Studi yang dilakukan baru-baru ini oleh KPMG bahkan memperkirakan bahwa jumlah pengguna mobile banking akan berlipat ganda menjadi 1,8 milyar sampai tahun 2019 dan menunjukkan bahwa Asia Tenggara akan menjadi lokomotif utama tren ini.

Kendati pun demikian, apakah peluang ini jadi disempitkan dengan adanya masalah keamanan? Kami telah memetakan 3 area yang sangat perlu diperhatikan seiring meningkatnya tren mobile banking:

1) Berlanjutnya ketergantungan terhadap sistem One-Time-Passwords (OTPs)– OTP adalah password(sandi) yang secara otomatis terkirim ke konsumen melalui SMS atau Token. Metode otentikasi ini adalah yang paling dominan di Asia Pasifik. Semua bank di India, sebagai contoh, menggunakannya[1] dan para konsumen di DBS Bank Singapura sangat terbiasa menggunakan OTP yang dikirim via SMS untuk otentifikasi transaksi.

Sebenarnya, OTP bukanlah cara otentikasi paling aman, bukan pula yang paling nyaman. Penipuan melalui Kartu SIM (dengan modus ini para penipu mampu memiliki duplikat informasi Kartu SIM dan “membajak” SMS otentifikasi). Hal ini menjadi masalah global yang akibatnya adalah banyak konsumen di seluruh dunia mendapati rekening banknya kosong, karena para penipu menggunakan detail dari informasi ponsel untuk mengakses layanan mobile banking ataupun melakukan transaksi.

OTP juga tidak nyaman. Keharusan menunggu datangnya password yang dikirim ke ponsel memperlambat proses bertransaksi yang seharusnya lancar dan cepat. Perangkat token bahkan lebih tidak nyaman lagi dan tidak ada konsumen yang mau harus membawa token kemana-mana untuk mengakses layanan mobile banking.

2) Pembayaran di Lokasi Perbelanjaan — Di wilayah Eropa dan Amerika,Visa and MasterCard mendominasi pasar Kartu Kredit. Namun di Asia Pasifik, sekelompok Kartu Kredit local mencegah dominasi dari 2 raksasa tadi untuk bisa menguasai pasar sebagaimana halnya di Barat. Ini berarti bahwa banyak Kartu Kredit yang beroperasi. Bagi para pedagang, yang ingin menerima pembayaran melalui kartu di tokonya, ini berarti harus menyediakan banyak Terminal Point of Sale (POS)ataupun mesin EDC.

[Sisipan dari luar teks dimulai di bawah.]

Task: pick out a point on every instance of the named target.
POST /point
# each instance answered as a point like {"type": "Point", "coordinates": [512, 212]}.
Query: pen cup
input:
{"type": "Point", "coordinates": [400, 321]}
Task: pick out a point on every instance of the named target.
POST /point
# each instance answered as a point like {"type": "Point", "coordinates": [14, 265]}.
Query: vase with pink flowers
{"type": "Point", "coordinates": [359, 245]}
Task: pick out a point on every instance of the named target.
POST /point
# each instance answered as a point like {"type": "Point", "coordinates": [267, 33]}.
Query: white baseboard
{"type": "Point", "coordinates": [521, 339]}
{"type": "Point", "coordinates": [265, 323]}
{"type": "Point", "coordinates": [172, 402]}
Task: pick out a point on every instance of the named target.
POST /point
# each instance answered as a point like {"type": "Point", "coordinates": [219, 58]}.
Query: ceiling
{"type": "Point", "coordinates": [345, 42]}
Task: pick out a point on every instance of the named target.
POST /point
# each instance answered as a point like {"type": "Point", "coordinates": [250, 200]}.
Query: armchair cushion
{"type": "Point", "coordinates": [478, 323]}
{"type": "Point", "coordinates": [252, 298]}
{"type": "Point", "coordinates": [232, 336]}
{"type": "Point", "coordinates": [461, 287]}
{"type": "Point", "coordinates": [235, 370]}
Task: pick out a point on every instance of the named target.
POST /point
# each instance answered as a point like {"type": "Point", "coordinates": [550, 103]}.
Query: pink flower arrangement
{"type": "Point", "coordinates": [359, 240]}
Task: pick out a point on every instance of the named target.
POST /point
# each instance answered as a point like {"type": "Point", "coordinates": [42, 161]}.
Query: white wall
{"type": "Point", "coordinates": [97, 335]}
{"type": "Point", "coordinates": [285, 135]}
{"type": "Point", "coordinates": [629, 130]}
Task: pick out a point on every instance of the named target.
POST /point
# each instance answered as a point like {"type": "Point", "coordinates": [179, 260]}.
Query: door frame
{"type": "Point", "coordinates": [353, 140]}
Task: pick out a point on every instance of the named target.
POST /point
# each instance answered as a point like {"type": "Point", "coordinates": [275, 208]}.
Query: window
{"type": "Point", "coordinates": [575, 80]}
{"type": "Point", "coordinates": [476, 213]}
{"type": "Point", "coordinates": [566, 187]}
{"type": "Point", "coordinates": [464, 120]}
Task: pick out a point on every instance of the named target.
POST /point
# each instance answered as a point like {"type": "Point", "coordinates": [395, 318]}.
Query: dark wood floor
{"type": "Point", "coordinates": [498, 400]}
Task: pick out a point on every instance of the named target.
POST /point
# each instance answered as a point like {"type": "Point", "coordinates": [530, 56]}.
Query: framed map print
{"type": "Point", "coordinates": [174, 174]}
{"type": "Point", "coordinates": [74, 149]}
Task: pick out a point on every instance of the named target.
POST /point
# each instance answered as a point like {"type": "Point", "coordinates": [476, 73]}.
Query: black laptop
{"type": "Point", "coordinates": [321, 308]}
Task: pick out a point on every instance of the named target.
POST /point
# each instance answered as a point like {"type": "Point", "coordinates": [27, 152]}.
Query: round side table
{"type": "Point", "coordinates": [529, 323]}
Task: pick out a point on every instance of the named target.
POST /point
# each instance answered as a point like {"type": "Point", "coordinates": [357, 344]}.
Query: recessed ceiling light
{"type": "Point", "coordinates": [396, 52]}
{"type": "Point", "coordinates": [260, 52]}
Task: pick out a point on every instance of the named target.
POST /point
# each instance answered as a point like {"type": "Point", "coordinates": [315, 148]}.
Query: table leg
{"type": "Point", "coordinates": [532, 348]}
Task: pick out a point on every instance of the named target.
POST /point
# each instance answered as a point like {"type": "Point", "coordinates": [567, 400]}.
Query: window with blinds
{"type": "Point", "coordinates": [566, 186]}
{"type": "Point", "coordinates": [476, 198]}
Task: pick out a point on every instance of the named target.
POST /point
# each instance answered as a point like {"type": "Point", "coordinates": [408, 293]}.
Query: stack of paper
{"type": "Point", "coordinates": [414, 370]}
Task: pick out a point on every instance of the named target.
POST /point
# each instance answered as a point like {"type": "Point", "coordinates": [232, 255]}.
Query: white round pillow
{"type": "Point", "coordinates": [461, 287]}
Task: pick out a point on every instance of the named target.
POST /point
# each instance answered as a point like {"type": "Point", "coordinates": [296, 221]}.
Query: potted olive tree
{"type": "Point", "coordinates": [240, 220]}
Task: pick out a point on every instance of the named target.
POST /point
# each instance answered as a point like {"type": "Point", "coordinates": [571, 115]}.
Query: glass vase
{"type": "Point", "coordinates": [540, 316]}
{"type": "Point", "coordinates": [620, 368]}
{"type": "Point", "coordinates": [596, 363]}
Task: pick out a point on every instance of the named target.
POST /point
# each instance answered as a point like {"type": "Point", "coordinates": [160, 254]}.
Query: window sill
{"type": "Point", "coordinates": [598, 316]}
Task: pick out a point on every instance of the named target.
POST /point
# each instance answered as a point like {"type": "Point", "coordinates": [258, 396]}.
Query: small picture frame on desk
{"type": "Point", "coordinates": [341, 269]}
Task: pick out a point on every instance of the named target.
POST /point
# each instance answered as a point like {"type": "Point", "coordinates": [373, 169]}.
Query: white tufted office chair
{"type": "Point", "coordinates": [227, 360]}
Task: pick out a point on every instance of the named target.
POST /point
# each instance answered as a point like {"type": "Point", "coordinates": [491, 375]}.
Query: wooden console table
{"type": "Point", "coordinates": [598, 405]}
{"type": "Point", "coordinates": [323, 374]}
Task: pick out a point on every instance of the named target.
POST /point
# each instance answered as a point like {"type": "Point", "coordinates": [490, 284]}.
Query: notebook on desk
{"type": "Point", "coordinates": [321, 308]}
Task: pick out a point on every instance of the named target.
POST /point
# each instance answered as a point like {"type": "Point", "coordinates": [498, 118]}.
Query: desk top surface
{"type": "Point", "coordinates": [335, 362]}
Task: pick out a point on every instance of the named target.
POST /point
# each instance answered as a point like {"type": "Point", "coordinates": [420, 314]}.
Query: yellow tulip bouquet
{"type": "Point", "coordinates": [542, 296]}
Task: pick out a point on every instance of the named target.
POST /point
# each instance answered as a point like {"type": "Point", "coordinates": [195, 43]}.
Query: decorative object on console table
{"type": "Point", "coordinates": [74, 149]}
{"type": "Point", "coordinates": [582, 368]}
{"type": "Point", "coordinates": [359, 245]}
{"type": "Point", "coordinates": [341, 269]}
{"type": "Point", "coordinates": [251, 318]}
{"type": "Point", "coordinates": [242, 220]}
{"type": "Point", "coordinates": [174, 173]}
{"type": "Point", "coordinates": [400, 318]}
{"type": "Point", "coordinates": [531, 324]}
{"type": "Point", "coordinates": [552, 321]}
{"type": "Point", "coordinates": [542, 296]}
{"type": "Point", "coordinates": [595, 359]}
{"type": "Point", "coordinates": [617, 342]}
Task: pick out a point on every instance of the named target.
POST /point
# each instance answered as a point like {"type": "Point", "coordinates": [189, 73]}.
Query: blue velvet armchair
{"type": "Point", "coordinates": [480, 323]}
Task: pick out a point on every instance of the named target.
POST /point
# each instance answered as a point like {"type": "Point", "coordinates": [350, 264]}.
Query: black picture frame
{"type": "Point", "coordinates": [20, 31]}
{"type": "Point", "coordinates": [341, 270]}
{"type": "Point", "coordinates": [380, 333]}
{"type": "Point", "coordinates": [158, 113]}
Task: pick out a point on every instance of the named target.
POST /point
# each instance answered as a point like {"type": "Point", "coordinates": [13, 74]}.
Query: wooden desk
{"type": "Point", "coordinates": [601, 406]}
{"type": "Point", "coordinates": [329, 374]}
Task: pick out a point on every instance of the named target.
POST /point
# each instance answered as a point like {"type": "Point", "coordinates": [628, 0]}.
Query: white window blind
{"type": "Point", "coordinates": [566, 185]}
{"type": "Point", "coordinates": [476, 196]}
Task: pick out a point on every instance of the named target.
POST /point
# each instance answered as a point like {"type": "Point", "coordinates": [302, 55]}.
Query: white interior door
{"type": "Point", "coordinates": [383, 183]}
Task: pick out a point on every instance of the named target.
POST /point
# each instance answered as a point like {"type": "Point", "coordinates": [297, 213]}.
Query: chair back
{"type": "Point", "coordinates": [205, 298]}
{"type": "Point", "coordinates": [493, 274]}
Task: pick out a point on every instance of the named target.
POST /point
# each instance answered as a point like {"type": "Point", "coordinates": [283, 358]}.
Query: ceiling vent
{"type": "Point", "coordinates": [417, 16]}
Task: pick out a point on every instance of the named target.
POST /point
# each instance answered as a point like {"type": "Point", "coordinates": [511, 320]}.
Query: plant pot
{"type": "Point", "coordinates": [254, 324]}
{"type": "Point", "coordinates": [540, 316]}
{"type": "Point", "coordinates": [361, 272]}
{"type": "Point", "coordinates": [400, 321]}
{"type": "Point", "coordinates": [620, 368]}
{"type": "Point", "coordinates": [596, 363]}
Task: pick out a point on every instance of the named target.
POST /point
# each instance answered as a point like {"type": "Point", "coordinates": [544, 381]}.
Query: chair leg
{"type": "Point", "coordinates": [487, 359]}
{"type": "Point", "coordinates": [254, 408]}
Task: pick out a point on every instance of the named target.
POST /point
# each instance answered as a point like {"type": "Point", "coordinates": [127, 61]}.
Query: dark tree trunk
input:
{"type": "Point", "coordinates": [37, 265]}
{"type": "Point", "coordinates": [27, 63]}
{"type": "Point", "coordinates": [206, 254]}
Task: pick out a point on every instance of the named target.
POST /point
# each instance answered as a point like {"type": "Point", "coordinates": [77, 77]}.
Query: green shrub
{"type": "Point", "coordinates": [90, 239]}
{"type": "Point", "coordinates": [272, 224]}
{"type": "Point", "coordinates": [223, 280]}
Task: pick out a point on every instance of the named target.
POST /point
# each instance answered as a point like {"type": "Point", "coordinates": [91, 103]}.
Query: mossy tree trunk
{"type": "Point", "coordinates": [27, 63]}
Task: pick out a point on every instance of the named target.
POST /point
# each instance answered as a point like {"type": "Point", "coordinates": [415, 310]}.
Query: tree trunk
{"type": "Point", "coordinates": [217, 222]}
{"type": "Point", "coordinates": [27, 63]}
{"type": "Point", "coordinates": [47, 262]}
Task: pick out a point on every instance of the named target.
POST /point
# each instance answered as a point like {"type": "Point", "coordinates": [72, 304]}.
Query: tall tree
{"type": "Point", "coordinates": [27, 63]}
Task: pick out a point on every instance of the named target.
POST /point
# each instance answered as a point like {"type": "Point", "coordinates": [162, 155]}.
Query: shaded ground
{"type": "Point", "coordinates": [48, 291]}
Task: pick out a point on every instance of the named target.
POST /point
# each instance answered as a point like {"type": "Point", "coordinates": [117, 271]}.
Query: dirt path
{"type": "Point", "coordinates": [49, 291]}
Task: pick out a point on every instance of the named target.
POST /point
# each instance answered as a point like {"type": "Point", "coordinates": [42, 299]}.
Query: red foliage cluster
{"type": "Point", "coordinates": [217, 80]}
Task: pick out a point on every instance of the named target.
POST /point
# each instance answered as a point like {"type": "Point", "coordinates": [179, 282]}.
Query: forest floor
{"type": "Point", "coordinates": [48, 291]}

Ponsel, yang diberi perangkat tambahan dan aplikasi khusus untuk menerima PIN otentikasi, dapat berubah menjadi mesin EDC yang aman. Pedagang tidak dapat menerima pembayaran dengan kartu? Tidak perlu pusing, Anda bisa bayar di tempat melalui ponsel Anda.

3) Keamanan — Studi banding yang dilakukan terhadap aplikasi mobile banking pada tahun 2016 menunjukkan bahwa 85% di antaranya gagal lolos uji keamanan tingkat dasar.[2]

Salah satu masalah yang teridentifikasi adalah bahwa di seluruh kawasan Asia Pasifik dan khususnya di pasar yang masih berkembang, kurang memadainya hukum privasi dan keamanan mengakibatkan terjadinya ketidakteraturan pasar bagi aplikasi perbankan. 
 
 ATM pun menjadi masalah keamanan dengan banyaknya laporan soal penipuan kartu ATM.

Perangkat mobile punya potensi untuk menjadi ATM Personal yang memungkinkan konsumen untuk menikmati layanan ATM umum (kecuali menarik uang tunai). Hal ini adalah upaya untuk menyempurnakan tingkat keamanan.

Mobile banking bagi layanan finansial merupakan kolaborasi sumberdaya global, dimana para pakar dibidangnya bekerja keras bersama-sama untuk merancang strategi internasional berbasiskan kemampuan mobile. Statistik dari Asia Pasifik menunjukkan bahwa sebentar lagi mobile akan menjadi yang terdepan di bidang finansial. Semua permasalahan yang diangkat di artikel ini berkaitan dengan kurang memadainya keamanan layanan mobile yang saat ini tersedia di kawasan Asia Pasifik.

Otentikasi konsumen yang kuat dan universal, yang dirancang khusus untuk mobile, kini tersedia. Contohnya, PIN Kartu Kredit atau Kartu Debit konsumen saat ini bisa dimanfaatkn untuk mengaktivasi Terminal POS (Point of Sale) Mobile dan memungkinkan untuk melakukan aktivitas perbankan tanpa harus ke ATM.

MYPINPAD memiliki rencana investasi jangka panjang di kawasan Asia Pasifik dengan operasi permanen yang kini hadir di Indonesia dan Hong Kong — dua pilar utama untuk pertumbuhan — dan kami siap membawa solusi otentikasi yang aman dan dalam berbagai bentuk serta cara ke pasar yang tumbuh subur ini.